あと、うちの比重計で24℃で1.023の後半台は淡水の混じってない(河川水の影響のない)海水のようです。これは他のところの海水でも確かめました。
戸賀、北浦共に近くに川はありませんが、比重から見ても大丈夫のようです。
河川水が混じっていると、NO3-N、PO4、SiO2が大量に含まれている可能性がありますので、比重の低い水はサンゴの水槽用には使用しない方が安全でしょう。

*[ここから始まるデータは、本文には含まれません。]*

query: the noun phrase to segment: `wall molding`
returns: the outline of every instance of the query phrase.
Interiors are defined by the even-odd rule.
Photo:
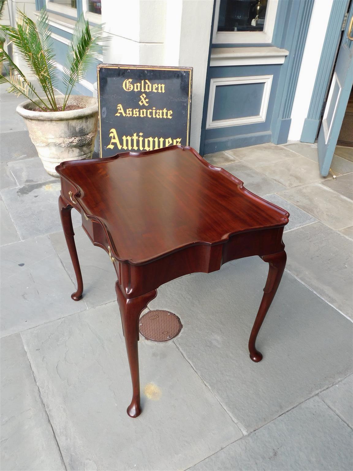
[[[211,50],[210,67],[224,65],[258,65],[283,64],[288,55],[286,49],[273,46],[263,48],[213,48]]]
[[[266,120],[268,102],[270,99],[272,79],[273,76],[253,75],[249,77],[224,77],[210,79],[209,106],[207,111],[206,129],[224,128],[230,126],[241,126],[256,122],[264,122]],[[244,83],[264,83],[264,92],[260,108],[260,113],[256,116],[244,116],[225,120],[213,121],[212,116],[215,105],[216,89],[222,85],[241,85]]]
[[[287,0],[280,3],[281,6],[286,4],[285,16],[289,16],[290,18],[290,21],[286,24],[287,27],[283,29],[280,45],[290,49],[290,53],[281,67],[271,123],[272,142],[275,144],[284,144],[288,138],[290,115],[314,0]]]
[[[304,121],[300,137],[302,142],[315,142],[320,123],[322,105],[339,44],[339,33],[348,2],[334,1],[332,4],[308,114]]]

夏に戸賀の海水を計ったとき、NO3-N:0.03ppm、PO4:0.00ppmと結構綺麗だったので、これは天然海水を使えるぞ、と思ったのですが、北浦は漁港ということもありNO3-N:0.11ppm、PO4:0.03ppmちょっと汚れているようです。でもNO3-NはRO/DIで溶いた人工海水より低値なので、問題ないでしょう。水槽内で脱窒してくれるはずですし。ただ、リンの方はちょっと気になります。それほどの値では無いですが、リン酸吸着剤を使用した方がいいかも知れません。

では、なんで、綺麗な戸賀の海水を使わないか?
ここは、今の時期は近寄るのが命がけなのです。外洋から波がザブーンと押し寄せ、岩に砕けています。良くてずぶ濡れ、もたもたしていると波に持っていかれます。
妻の父、先代の時のことですが、レントゲン技師が冬の海釣りで、ここの海にさらわれて亡くなっています。

戸賀の海を見ながらの夫婦の会話:
私:「まあ、保険にも入ってるし、それが下りれば借金も払えるから、戸賀で海水を汲もうか」
妻:「海で死ぬと、(遺体が)上がって来るまで保険が下りないから駄目」

とこで、天然海水の使用結果。
24℃に暖めた海水を18リットル分入れてみました。
「ミドリイシ君、ハナヤサイさんどうですか?」
入れて二日後ですが、あまり変わりありません。いつもモジャモジャポリプは同じ程度モジャモジャだし、あまり出さないサンゴが出すようになったわけでもありません。6%換えたくらいではあんまり効果無いかな?
これから毎週、18リットル入れてみて、しばらく様子を見てみようと思います。